Богатейший в округе помещик, человек, возбуждавший всеобщую зависть, маркиз де Пимантель, у которого, считая женино состояние, было сорок тысяч ливров дохода и который по зимам жил с семьей в Париже, приехал с супругой из имения в поместительной коляске, захватив с собою своих соседей – барона и баронессу де Растиньяк, тетку баронессы и двух дочерей, прелестных молодых девушек, хорошо воспитанных, бедных, но одетых с той простотой, которая особенно выделяет природную красоту. Эти люди, составлявшие, несомненно, избранное общество, были встречены ледяным молчанием и почтительностью, исполненной зависти, особенно когда заметили, какой необычный прием оказала новоприбывшим г-жа де Баржетон. Оба эти семейства принадлежали к тем немногим в провинции людям, которые стоят выше сплетен, держатся вдали от общества, живут в тихом уединении и хранят величавое достоинство. Г-на де Пимантеля и г-на де Растиньяка, обращаясь к ним, титуловали; никакой близости не существовало между их женами и дочерьми и высшим ангулемским обществом; они были слишком близки к придворной знати, чтобы снисходить к провинциальной мелюзге.
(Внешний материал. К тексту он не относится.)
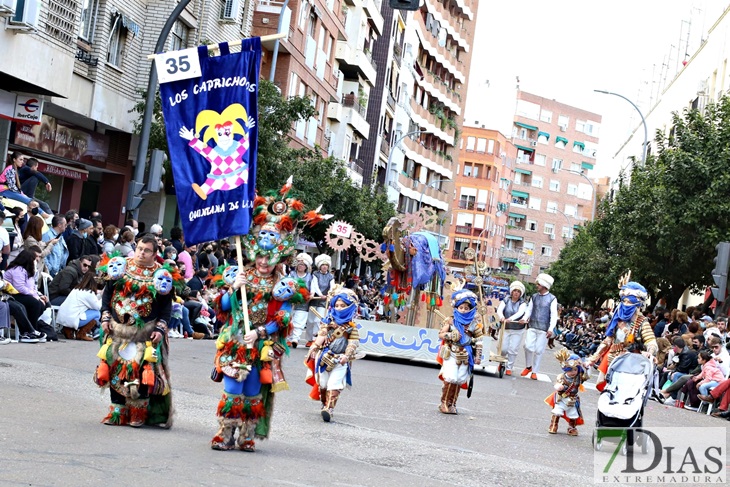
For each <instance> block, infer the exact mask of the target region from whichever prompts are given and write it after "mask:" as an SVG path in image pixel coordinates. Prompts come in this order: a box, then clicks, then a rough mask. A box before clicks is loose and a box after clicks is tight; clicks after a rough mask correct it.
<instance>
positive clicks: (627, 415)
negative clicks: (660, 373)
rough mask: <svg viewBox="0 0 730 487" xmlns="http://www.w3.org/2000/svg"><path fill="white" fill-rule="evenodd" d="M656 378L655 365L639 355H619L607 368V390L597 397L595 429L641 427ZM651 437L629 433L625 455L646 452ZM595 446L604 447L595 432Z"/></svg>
mask: <svg viewBox="0 0 730 487" xmlns="http://www.w3.org/2000/svg"><path fill="white" fill-rule="evenodd" d="M653 378H654V364H652V362H651V361H650V360H649V359H647V358H646V357H644V356H643V355H641V354H640V353H625V354H623V355H619V356H618V357H616V358H615V359H613V362H611V365H610V366H609V367H608V373H607V374H606V387H605V389H604V390H603V392H601V395H600V396H598V412H597V417H596V427H598V428H640V427H641V426H642V424H643V419H644V407H646V403H647V401H648V400H649V390H650V387H651V384H652V381H653ZM648 444H649V437H648V436H647V435H642V434H640V433H637V432H636V431H635V430H634V429H628V430H627V437H626V441H625V443H624V446H623V449H622V453H623V454H626V452H627V451H628V450H629V449H631V448H633V446H634V445H639V446H641V452H642V453H646V452H647V449H648ZM593 447H594V448H595V449H596V451H598V450H600V449H601V447H602V441H601V440H599V439H597V438H596V431H593Z"/></svg>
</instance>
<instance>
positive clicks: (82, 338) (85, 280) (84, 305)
mask: <svg viewBox="0 0 730 487" xmlns="http://www.w3.org/2000/svg"><path fill="white" fill-rule="evenodd" d="M96 289H97V288H96V279H95V275H94V272H87V273H86V274H84V277H83V278H82V279H81V282H80V283H79V284H78V286H76V287H75V288H74V289H72V290H71V292H70V293H69V295H68V296H67V297H66V299H65V300H64V302H63V304H61V306H60V307H59V308H58V315H56V323H58V324H59V325H61V326H63V328H62V329H61V333H63V336H65V337H66V338H67V339H69V340H73V339H74V336H75V338H76V339H77V340H83V341H87V342H89V341H93V338H92V337H90V336H89V334H90V333H91V332H92V331H93V330H94V328H96V327H97V325H98V322H99V319H100V318H101V312H100V311H99V310H100V309H101V300H100V299H99V297H98V296H97V294H96Z"/></svg>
Префект и генерал прибыли последними, им сопутствовал помещик, который утром приносил Давиду свое исследование о шелковичных червях. Он был, конечно, мэром у себя в кантоне, и цензом ему служили его прекрасные земли, но его манеры и платье изобличали, что он редко бывает в обществе: фрак стеснял его, он не знал, куда девать руки, разговаривая, лебезил перед своим собеседником, а отвечая на обращенные к нему вопросы, то привставал, то присаживался; казалось, он только и ждал, чтобы кому-нибудь услужить; то он был до приторности вежлив, то суетлив, то важен, то, услышав шутку, спешил рассмеяться, а слушал он подобострастно, но порой, решив, что над ним потешаются, мрачнел. Несколько раз в вечер, озабоченный своими учеными записками, злосчастный г-н де Севрак пробовал навести разговор на шелковичных червей, но нападал или на г-на Барта, тут же пускавшегося в рассуждения о музыке, или на г-на де Сенто, который цитировал ему Цицерона. В самый разгар вечера незадачливый мэр нашел наконец слушательниц в лице вдовы де Броссар и ее дочери, занимавших среди потешных фигур в этом обществе не последнее место. Все может быть сказано в двух словах: бедны они были настолько же, насколько и родовиты. Одежда их говорила о притязании на роскошь и выдавала скрытую нищету. Г-жа де Броссар по любому случаю и чрезвычайно неискусно расхваливала свою крупную и толстую дочь, девицу лет двадцати семи, слывшую изрядной музыкантшей; она понуждала ее во всеуслышание разделять вкусы женихов и, желая пристроить свою дорогую Камиллу, могла, смотря по надобности, не переводя дух, рассказывать, как по душе ее Камилле и кочевая жизнь военных, и мирная жизнь помещиков, занятых хозяйством. Обе они держались с тем кисло-сладким видом ущемленного самолюбия, который вызывал чувство жалости, побуждал к участию из себялюбивых соображений и обнаруживал, что обе они познали всю тщету тех пустых фраз, какими свет столь щедро угощает несчастных. Г-ну де Севраку было пятьдесят лет, он был вдов и бездетен; итак, мать и дочь выслушивали с благоговейным восхищением его рассказ о червях и все подробности, какие он почел нужным им сообщить.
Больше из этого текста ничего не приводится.